Miró a Beau a los ojos, con una sensualidad que atestiguaba su creciente excitación. Después empezó a moverse de modo rítmico, prolongando el placer con largas y pausadas sacudidas. La respiración de él se hizo más entrecortada en reacción a la inventiva desplegada por su esposa, digna de una odalisca recluida en el harén y volcada en el estudio de sus artes sensuales. No había lugar del cuerpo de Beau que no se viera obsequiado con caricias provocativas: pezones, torso, muslos de acero, entrepierna... Acto seguido, Cerynise pasó la lengua por el labio superior de su esposo e, hipnotizándolo con la mirada, empezó a recorrer su propio cuerpo con las manos, invitando a que las de Beau fueran tras ellas. Así lo hicieron, cortando la respiración de la joven. Las fulgurantes sensaciones que la embargaban hicieron que tomara aire con los dientes apretados.

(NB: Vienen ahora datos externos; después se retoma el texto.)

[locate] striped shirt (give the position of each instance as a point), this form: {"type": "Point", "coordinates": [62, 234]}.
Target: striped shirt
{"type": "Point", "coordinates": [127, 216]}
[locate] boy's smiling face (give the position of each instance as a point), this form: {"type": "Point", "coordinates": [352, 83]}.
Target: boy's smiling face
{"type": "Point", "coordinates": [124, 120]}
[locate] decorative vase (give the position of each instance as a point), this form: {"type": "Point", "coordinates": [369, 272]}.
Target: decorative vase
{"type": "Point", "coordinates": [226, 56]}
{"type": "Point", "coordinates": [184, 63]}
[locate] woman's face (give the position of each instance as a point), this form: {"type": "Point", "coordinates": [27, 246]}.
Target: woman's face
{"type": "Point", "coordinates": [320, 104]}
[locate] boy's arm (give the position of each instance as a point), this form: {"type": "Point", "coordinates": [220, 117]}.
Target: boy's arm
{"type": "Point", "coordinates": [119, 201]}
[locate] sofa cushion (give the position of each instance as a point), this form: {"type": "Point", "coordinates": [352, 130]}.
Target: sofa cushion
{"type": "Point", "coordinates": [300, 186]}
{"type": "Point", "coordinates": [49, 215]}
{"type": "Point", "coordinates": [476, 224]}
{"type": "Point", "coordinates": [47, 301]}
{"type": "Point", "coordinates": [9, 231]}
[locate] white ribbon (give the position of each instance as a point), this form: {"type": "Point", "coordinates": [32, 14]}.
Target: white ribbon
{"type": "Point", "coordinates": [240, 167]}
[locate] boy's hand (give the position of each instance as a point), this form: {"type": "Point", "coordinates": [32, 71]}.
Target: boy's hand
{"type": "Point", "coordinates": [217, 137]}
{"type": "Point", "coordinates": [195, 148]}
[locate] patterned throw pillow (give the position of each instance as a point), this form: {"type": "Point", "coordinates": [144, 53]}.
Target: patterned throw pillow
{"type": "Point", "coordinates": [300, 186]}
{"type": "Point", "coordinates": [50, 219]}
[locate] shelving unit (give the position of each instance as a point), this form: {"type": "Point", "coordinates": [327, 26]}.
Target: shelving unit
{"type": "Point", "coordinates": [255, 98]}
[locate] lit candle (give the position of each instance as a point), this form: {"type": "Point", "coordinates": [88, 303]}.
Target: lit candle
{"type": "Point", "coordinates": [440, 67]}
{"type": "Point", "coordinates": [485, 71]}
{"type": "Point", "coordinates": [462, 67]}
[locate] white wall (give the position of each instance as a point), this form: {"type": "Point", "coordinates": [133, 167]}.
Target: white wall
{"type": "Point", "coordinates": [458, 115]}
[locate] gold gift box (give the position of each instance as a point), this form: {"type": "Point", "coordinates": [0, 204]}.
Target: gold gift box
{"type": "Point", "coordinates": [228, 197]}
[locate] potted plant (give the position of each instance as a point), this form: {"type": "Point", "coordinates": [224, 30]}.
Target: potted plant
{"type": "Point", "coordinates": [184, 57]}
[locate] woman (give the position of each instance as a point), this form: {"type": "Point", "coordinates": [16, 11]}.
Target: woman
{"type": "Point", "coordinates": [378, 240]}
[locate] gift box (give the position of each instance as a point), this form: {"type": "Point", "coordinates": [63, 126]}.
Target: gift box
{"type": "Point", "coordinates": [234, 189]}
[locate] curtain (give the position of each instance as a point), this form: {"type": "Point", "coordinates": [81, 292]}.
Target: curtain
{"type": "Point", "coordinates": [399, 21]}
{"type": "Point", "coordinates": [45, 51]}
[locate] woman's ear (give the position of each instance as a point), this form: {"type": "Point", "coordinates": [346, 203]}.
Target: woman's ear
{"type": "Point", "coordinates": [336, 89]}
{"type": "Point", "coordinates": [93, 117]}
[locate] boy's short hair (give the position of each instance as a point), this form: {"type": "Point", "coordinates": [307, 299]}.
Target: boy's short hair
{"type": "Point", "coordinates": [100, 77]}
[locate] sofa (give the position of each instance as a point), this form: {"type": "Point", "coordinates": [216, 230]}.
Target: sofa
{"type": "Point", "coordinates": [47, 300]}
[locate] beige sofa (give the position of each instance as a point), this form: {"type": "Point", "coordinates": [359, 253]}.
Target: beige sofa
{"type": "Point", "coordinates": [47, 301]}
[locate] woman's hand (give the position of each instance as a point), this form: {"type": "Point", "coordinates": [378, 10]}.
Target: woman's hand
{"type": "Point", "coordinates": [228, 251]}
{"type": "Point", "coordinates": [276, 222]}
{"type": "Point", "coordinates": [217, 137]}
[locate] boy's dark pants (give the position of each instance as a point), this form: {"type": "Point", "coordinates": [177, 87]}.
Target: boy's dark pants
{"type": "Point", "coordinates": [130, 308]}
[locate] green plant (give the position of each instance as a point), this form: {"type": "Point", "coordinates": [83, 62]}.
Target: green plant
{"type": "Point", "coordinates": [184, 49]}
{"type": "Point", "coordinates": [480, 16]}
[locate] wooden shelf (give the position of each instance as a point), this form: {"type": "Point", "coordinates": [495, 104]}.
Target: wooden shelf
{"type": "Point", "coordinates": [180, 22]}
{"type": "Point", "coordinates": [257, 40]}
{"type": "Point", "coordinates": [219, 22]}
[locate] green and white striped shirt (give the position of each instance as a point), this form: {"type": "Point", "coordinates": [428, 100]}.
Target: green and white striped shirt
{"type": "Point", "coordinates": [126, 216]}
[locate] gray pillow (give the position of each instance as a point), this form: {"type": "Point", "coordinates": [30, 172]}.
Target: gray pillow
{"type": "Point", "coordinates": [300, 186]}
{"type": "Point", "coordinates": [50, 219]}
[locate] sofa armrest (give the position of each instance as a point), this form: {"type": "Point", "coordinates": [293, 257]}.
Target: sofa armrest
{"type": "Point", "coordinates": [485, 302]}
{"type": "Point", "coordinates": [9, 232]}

De pronto se inclinó y apoyó las manos en la parte superior de la tumbona, ofreciendo de ese modo sus pechos turgentes a la cálida boca de su esposo. Ahí estaban, balanceándose tentadoramente encima de él cual frutas maduras adornadas con rosados botones. Las manos de Beau se apresuraron a apoderarse de los rotundos volúmenes, que casi devoraron mientras Cerynise aceleraba el ritmo. Después la cogió por las nalgas y la invitó a no detenerse, hasta que ambos se vieron próximos al éxtasis que acabó derramándose sobre ellos, elevándolos a alturas vertiginosas. En pleno vuelo, Beau quiso unir su torso con el de Cerynise, sintiéndose completamente regenerado por las oleadas de calor que irradiaban de ella. Nunca había experimentado nada semejante, pero era maravilloso seguir, y seguir, y seguir...

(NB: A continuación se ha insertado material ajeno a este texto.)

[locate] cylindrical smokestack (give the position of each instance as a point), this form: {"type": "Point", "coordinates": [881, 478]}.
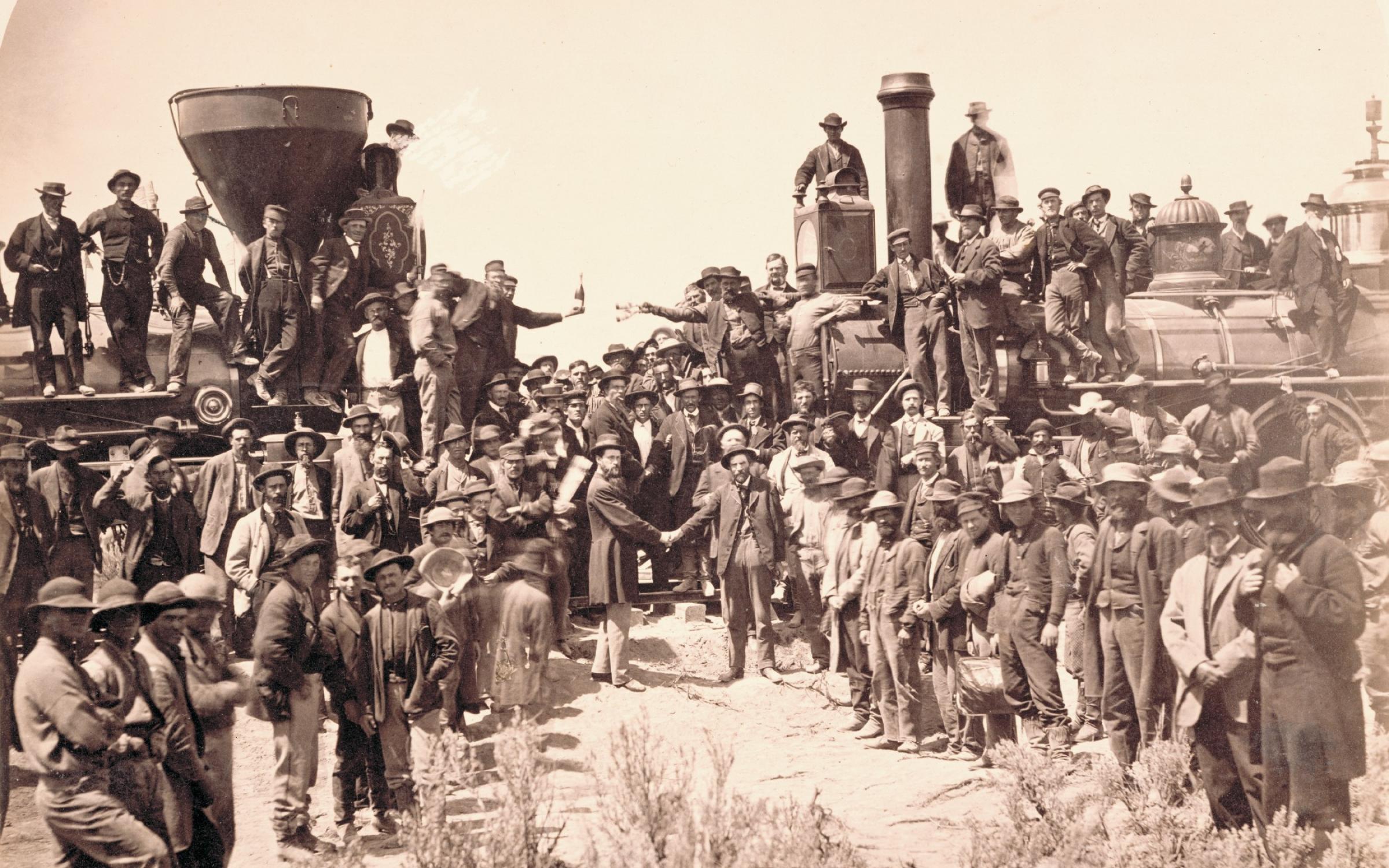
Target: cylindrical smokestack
{"type": "Point", "coordinates": [906, 116]}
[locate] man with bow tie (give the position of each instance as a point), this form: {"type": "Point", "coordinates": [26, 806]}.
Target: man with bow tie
{"type": "Point", "coordinates": [341, 275]}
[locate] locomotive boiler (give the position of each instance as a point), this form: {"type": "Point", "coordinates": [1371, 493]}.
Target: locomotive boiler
{"type": "Point", "coordinates": [1189, 323]}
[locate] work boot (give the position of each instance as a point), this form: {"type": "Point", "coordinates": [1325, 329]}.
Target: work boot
{"type": "Point", "coordinates": [1059, 744]}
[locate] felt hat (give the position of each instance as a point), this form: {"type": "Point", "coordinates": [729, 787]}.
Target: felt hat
{"type": "Point", "coordinates": [741, 450]}
{"type": "Point", "coordinates": [1283, 477]}
{"type": "Point", "coordinates": [63, 592]}
{"type": "Point", "coordinates": [120, 174]}
{"type": "Point", "coordinates": [53, 188]}
{"type": "Point", "coordinates": [297, 547]}
{"type": "Point", "coordinates": [299, 434]}
{"type": "Point", "coordinates": [384, 559]}
{"type": "Point", "coordinates": [238, 422]}
{"type": "Point", "coordinates": [1016, 491]}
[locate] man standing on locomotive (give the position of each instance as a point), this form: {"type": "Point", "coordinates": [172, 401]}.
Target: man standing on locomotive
{"type": "Point", "coordinates": [182, 289]}
{"type": "Point", "coordinates": [50, 292]}
{"type": "Point", "coordinates": [275, 278]}
{"type": "Point", "coordinates": [133, 241]}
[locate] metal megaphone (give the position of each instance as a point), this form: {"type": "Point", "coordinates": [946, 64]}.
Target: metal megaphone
{"type": "Point", "coordinates": [443, 567]}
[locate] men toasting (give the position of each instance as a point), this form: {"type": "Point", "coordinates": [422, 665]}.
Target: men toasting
{"type": "Point", "coordinates": [133, 241]}
{"type": "Point", "coordinates": [50, 290]}
{"type": "Point", "coordinates": [182, 288]}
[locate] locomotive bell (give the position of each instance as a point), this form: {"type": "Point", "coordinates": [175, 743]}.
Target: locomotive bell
{"type": "Point", "coordinates": [1186, 245]}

Cuando recuperaron el uso de la razón, Beau la hizo recostar sobre su pecho. Asombrado todavía por la maravillosa experiencia que acababan de vivir, le dio otro beso en los labios y le rozó el brazo con los dedos.

—Ha sido muy hermoso —suspiró ella, satisfecha.

—No recuerdo nada mejor —reconoció él—. Estoy tan relajado que no puedo ni levantar los brazos.

—No lo hagas, por favor. Me gusta que me abracen.

Beau estrechó todavía más su abrazo y movió el torso, obsequiando a los senos de la joven con una caricia lenta y ondulante que, para su sorpresa, se tradujo en una nueva rigidez de sus partes masculinas.

—Oooh —murmuró Cerynise—. Eso todavía está mejor.

—Me tienes embrujado —musitó él con voz ronca.

—Me alegro. Es la garantía de que no curiosearás debajo de las faldas de otras mujeres.

—Eso jamás. Tengo bastante con meterme debajo de las tuyas.

—Tengo hambre.

—¿De qué?

Cerynise rió por lo bajo e indagó en la sonrisa de su esposo.

—De comida de verdad.

—En ese caso, supongo que habrá que volver a vestirse.

—Confieso, de todos modos, que no me gusta renunciar a estos placeres —repuso ella, apretando sus caderas contra Beau.

—Decídete, mujer —la conminó él, asiendo sus nalgas con fuerza—. O yo o comida de verdad.

—A ti ya te tendré más tarde. —Tomándose a risa el gruñido que profirió Beau con fingida decepción, se incorporó hasta quedar de nuevo a horcajadas—. Lo primero es dar de comer a una madre lactante.

Él aplicó el índice a una gotita blanca que pendía de la punta de un pezón, y se lo llevó a la boca para probarla.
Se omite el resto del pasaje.